8 times more Omega-3 (ALA) than Atlantic Salmon (EPA/DHA)
Omega-3 fatty acids are considered essential fatty acids: They are necessary for human health but the body can’t make them — you have to get them through food. Omega-3 fatty acids can be found in fish, such as salmon, tuna, and halibut, other seafood including algae and krill, salba chia, some plants, and nut oils. Also known as, polyunsaturated fatty acids (PUFAs), omega-3 fatty acids play a crucial role in brain function, as well as normal growth and development. They have also become popular because they may reduce the risk of heart disease.
6 times more calcium than whole milk
Calcium is the most abundant mineral in your body. It is essential for the development and maintenance of strong bones and teeth, and that’s where about 99% of the body’s calcium is found. Calcium also helps the heart, nerves, muscles, and other body systems work properly.
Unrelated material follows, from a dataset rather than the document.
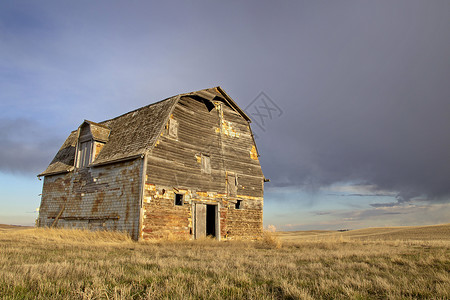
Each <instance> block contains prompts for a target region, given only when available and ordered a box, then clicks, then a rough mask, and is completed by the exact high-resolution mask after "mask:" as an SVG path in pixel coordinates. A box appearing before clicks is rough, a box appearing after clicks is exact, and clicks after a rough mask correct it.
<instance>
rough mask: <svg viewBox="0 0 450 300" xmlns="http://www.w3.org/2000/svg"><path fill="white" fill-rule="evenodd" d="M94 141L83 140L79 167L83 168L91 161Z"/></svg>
mask: <svg viewBox="0 0 450 300" xmlns="http://www.w3.org/2000/svg"><path fill="white" fill-rule="evenodd" d="M91 160H92V141H87V142H81V143H80V145H79V148H78V167H79V168H83V167H86V166H87V165H89V164H90V163H91Z"/></svg>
It is probably best known for helping prevent osteoporosis.
2.8 times more antioxidants than pomegranates (based on ORAC values)
Antioxidants are substances that may protect your cells against the effects of free radicals — molecules produced when your body breaks down food or is exposed to tobacco smoke and radiation. Free radicals may play a role in heart disease, cancer and other diseases.
15 times more magnesium than broccoli
magnesium is a mineral that’s crucial to the body’s function. Magnesium helps keep blood pressure normal, bones strong, and the heart rhythm steady. Adults who consume less than the recommended amount of magnesium are more likely to have elevated inflammation markers. Inflammation, in turn, has been associated with major health conditions such as, heart disease, diabetes, and certain cancers. Also, low magnesium appears to be a risk factor for osteoporosis.
3 times more fiber than oats
Fiber is the term used to describe the combination of both insoluble and soluble fibers. Soluble fiber is the form of fiber that dissolves in water. Examples of foods that contain soluble fiber include fruits, oats, legumes and barley. Insoluble fiber comes from plant cell walls and does not dissolve in water. Examples of foods that contain insoluble fiber include wheat, vegetables, and seeds. Fiber works by both bulking up the stool and retaining water. In addition, bacteria help digest the fiber which produces healthy ingredients for the colon such as short chain fatty acids. Fiber can be beneficial for both diarrhea and constipation depending how much fluid is also taken in with the fiber. Fiber can actually become a constipating agent if the ratio of fluid taken in is too low.
3 times more iron than spinach
Iron is an essential mineral. “The major reason we need it is that it helps to transport oxygen throughout the body. Iron is also an important component of hemoglobin, the substance in red blood cells that carries oxygen from your lungs to transport it throughout your body. Hemoglobin represents about two-thirds of the body’s iron. If you don’t have enough iron, your body can’t make enough healthy oxygen-carrying red blood cells. A lack of red blood cells is called iron deficiency anemia.
5 times more potassium than whole milk
Potassium is a very important mineral for the proper function of all cells, tissues, and organs in the human body. It is also an electrolyte, a substance that conducts electricity in the body, along with sodium, chloride, calcium, and magnesium. Potassium is crucial to heart function and plays a key role in skeletal and smooth muscle contraction, making it important for normal digestive and muscular function. Many foods contain potassium, including all meats, some types of fish (such as salmon, cod, and flounder), and many fruits, vegetables, and legumes. Dairy products are also good sources of potassium.